Frank William Boreham 1871-1959

Frank William Boreham 1871-1959
A photo F W Boreham took of himself in 1911

Wednesday, March 28, 2007

Boreham on Experiencing Life through Reading

The aim of educating his readers is too limited a summary of what F W Boreham was seeking to achieve in his writing. He encouraged them to expect the full benefit from the reading of a good biography, saying, “It is not merely that we are imbibing information: it is that we are brought into living contact with a brave soul.”[1]

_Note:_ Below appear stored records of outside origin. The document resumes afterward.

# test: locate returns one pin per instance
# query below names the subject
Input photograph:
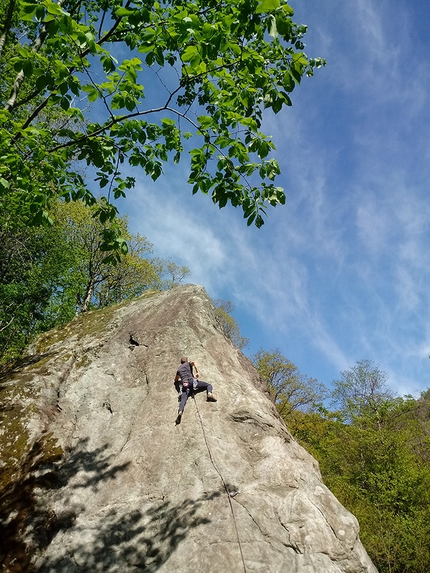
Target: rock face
(96, 476)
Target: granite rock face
(96, 476)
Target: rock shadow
(25, 526)
(136, 541)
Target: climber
(186, 382)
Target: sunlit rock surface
(96, 476)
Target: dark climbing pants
(201, 387)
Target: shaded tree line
(373, 449)
(50, 274)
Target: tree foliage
(378, 465)
(362, 391)
(48, 275)
(94, 84)
(290, 389)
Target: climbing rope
(223, 483)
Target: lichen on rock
(112, 484)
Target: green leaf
(265, 6)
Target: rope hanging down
(223, 483)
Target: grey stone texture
(97, 476)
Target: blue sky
(341, 273)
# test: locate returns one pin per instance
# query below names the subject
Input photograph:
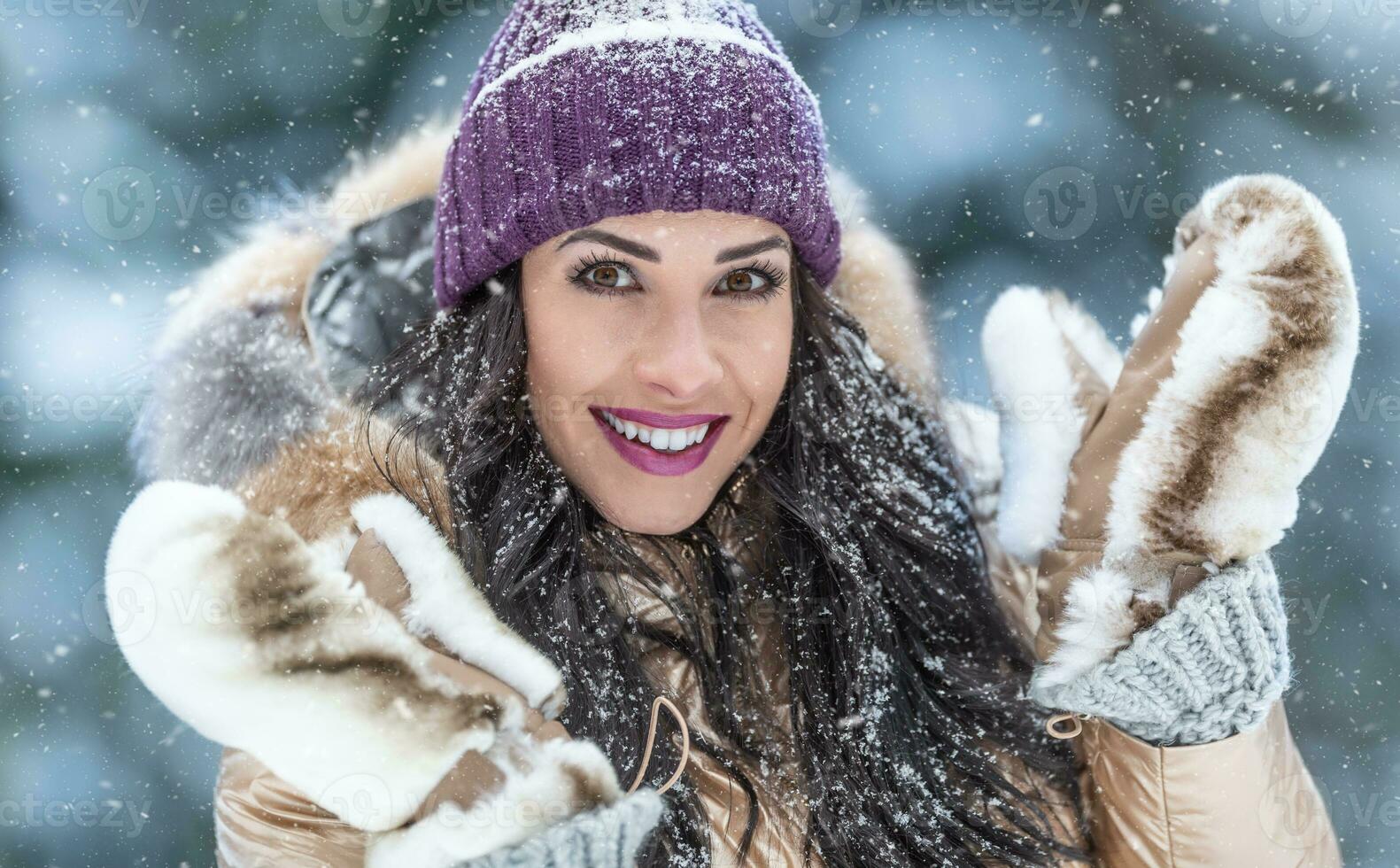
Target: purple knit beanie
(584, 110)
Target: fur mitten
(1129, 480)
(260, 640)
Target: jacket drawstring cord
(1053, 724)
(651, 740)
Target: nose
(677, 359)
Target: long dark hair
(906, 687)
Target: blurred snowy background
(959, 116)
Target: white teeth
(662, 440)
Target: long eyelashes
(773, 279)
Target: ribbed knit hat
(584, 110)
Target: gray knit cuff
(1210, 668)
(605, 838)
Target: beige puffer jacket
(1248, 800)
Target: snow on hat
(584, 110)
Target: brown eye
(742, 282)
(609, 276)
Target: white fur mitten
(1132, 479)
(262, 640)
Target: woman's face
(657, 352)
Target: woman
(674, 433)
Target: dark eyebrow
(636, 248)
(751, 250)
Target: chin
(654, 523)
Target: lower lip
(662, 463)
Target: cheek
(759, 357)
(570, 349)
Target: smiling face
(657, 350)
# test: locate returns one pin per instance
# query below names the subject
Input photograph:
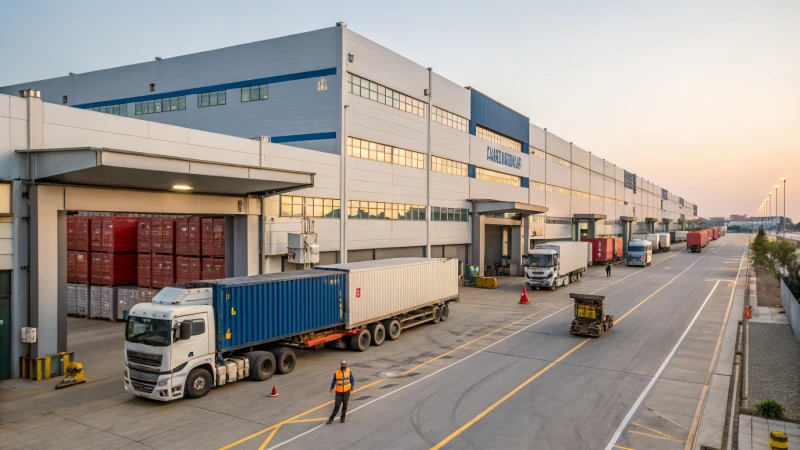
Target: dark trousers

The examination of the major themes of Boreham’s writings reveals that the experience of nature or being brought “in touch with real men and real women and real life” through history and literature or perceiving the radiance that shines from ordinary life were among the outcomes he hoped his editorials might spark.[2]

English scholar Terry Eagleton has highlighted the stress on the experiential nature of literature in Victorian England because, despite the impoverishment of social conditions, people could have “a kind of vicarious self-fulfillment” and experience life “second hand by reading.”[3] Authors who subscribed to this notion and people who gave books to others did so with a sense of the service of enriching people’s lives.

Geoff Pound

Image: The earliest photo we have of F W Boreham.

[1] F W Boreham, Boulevards of paradise (London: The Epworth Press, 1944), 58.
[2] F W Boreham, The crystal pointers (London: The Epworth Press, 1925), 7-8, 15-16.
[3] Terry Eagleton, Literary theory: An introduction, 26-27.